Opinion
5:22-cv-04074
10-09-2023
REPORT AND RECOMMENDATION
KATHLEEN KAY UNITED STATES MAGISTRATE JUDGE.
Before the court is a Motion for Sanctions filed by defendant Homeowners of America Insurance Company. Doc. 21. The motion has been referred to the undersigned for review, report, and recommendation in accordance with the provisions of 28 U.S.C. § 636.
For the reasons stated IT IS RECOMMENDED that the motion be GRANTED.
I. Background
This case arises from damage to plaintiff's home in Saline, Louisiana, from Hurricane Laura. Plaintiff, who was then represented by attorneys from McClenny Moseley & Associates, PLLC (MMA), filed suit in this court on August 24, 2022, raising claims of breach of insurance contract and bad faith against Homeowners of America Insurance Company under Louisiana law.
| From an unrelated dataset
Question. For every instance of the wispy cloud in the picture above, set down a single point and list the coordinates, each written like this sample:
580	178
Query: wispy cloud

Doc. 1. The complaint asserts that plaintiff's property was insured “by a policy of insurance issued and maintained by Defendant bearing policy number Please Provide.” Id. at ¶ 1.
In October 2022, the court held a show cause hearing after concerns of misconduct by MMA's attorneys began to arise. Doc. 6. Among other things, the court asked then-MMA attorney R. William Huye, III, to explain how MMA could file lawsuits against insurers who did not issue policies for the people suing them. Doc. 14, att. 1, p. 48. After attempting to explain the situation, Mr. Huye assured the court that “if there was not a policy, we will immediately get [plaintiff's] permission to do a voluntary dismissal.” Id. at p. 49. The show cause hearing did little to assuage the court's concerns about MMA's tactics in its representation of clients and the apparent lack of due diligence in preparing pleadings, so the court stayed all cases involving MMA, including the instant matter. Doc. 5.
The court held an additional show cause hearing in December 2022, during which the court advised the then-MMA attorneys who appeared, “I think it would be incumbent upon you to start going through your files one by one and cleaning it up, and you need to find these problems before the Court finds them.” Doc. 14, att. 2, p. 12. At that hearing, a defense attorney in this matter indicated to the court that he represented insurers, including Homeowners of America Insurance Company, in ten cases where MMA filed suit against his clients even though no policy existed. Id. at p. 110. The court instructed the former MMA attorneys to “go forth” and “clean this up.” Id. at p. 145.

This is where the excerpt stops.